Well-differentiated liposarcoma represents a radiographic diagnostic dilemma. To determine the accuracy, interrater reliability, and relationship of stranding, nodularity, and size in the MRI differentiation of lipoma and well-differentiated liposarcoma, MRI scans of 60 patients with large (>5 cm), deep, pathologically proven lipomas or well-differentiated liposarcomas were examined by 10 observers with subspecialty training blinded to diagnosis.
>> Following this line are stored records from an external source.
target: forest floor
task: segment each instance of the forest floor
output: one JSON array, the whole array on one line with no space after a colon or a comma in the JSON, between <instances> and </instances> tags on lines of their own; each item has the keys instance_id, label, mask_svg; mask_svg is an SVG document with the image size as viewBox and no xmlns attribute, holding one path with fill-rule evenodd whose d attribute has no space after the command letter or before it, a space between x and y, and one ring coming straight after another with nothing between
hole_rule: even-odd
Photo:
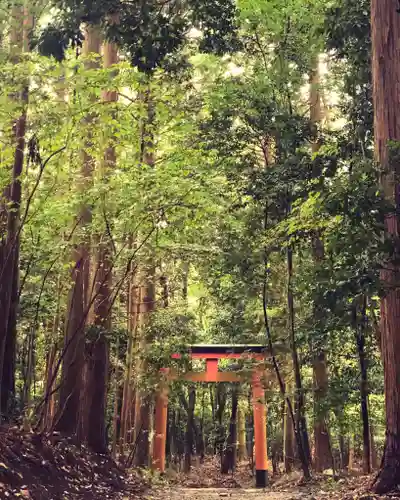
<instances>
[{"instance_id":1,"label":"forest floor","mask_svg":"<svg viewBox=\"0 0 400 500\"><path fill-rule=\"evenodd\" d=\"M388 500L366 492L371 477L320 475L303 484L300 474L271 478L254 488L248 463L222 475L217 459L194 463L189 474L163 477L124 471L110 457L88 452L54 434L43 438L0 427L0 499L31 500Z\"/></svg>"},{"instance_id":2,"label":"forest floor","mask_svg":"<svg viewBox=\"0 0 400 500\"><path fill-rule=\"evenodd\" d=\"M309 483L301 481L299 472L271 477L265 490L254 488L254 478L248 463L241 463L234 474L223 475L218 459L194 463L189 474L167 471L166 484L155 486L144 494L144 499L166 500L373 500L380 498L367 492L372 476L352 475L333 478L329 474L314 476Z\"/></svg>"},{"instance_id":3,"label":"forest floor","mask_svg":"<svg viewBox=\"0 0 400 500\"><path fill-rule=\"evenodd\" d=\"M165 500L291 500L290 493L263 492L256 489L230 488L171 488L161 490L161 495L148 496Z\"/></svg>"},{"instance_id":4,"label":"forest floor","mask_svg":"<svg viewBox=\"0 0 400 500\"><path fill-rule=\"evenodd\" d=\"M0 499L125 500L146 489L139 475L56 433L44 438L0 427Z\"/></svg>"}]
</instances>

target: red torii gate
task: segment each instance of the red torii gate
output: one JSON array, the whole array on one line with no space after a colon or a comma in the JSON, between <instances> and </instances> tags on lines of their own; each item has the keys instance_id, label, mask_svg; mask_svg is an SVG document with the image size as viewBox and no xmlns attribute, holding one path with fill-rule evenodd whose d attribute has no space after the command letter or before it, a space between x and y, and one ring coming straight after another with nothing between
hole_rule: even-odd
<instances>
[{"instance_id":1,"label":"red torii gate","mask_svg":"<svg viewBox=\"0 0 400 500\"><path fill-rule=\"evenodd\" d=\"M192 359L205 359L206 371L188 372L178 376L173 370L164 368L162 371L168 379L181 379L192 382L242 382L243 378L234 372L218 371L220 359L250 358L260 362L265 361L266 347L263 345L193 345L190 347ZM180 354L173 354L180 359ZM264 488L268 485L267 458L267 406L263 379L265 367L260 363L252 373L253 414L254 414L254 444L256 465L256 486ZM168 416L168 385L164 384L157 394L155 409L155 435L153 441L153 470L165 471L165 448L167 438Z\"/></svg>"}]
</instances>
Observers indicated whether the amount of stranding, nodularity, and size of each tumor suggested a benign or malignant diagnosis and rendered a diagnosis of lipoma or well-differentiated liposarcoma. The accuracy, reliability, and relationship of stranding, nodularity, and size to diagnosis were calculated for all samples. 69% of reader MRI diagnoses agreed with final pathology diagnosis (95% CI 65-73%). Readers tended to err choosing a diagnosis of liposarcoma, correctly identifying lipomas in 63% of cases (95% CI 58-69%) and liposarcomas in 75% of cases (95% CI 69-80%). Assessment of the relationship of stranding, nodularity, and size to correct diagnosis showed that the presence of each was associated with a decreased likelihood of a lipoma pathological diagnosis (P < 0.01). While the radiographic diagnosis of lipoma or well-differentiated liposarcoma cannot be made with 100% certainty, experienced observers have a 69% chance of rendering a correct diagnosis.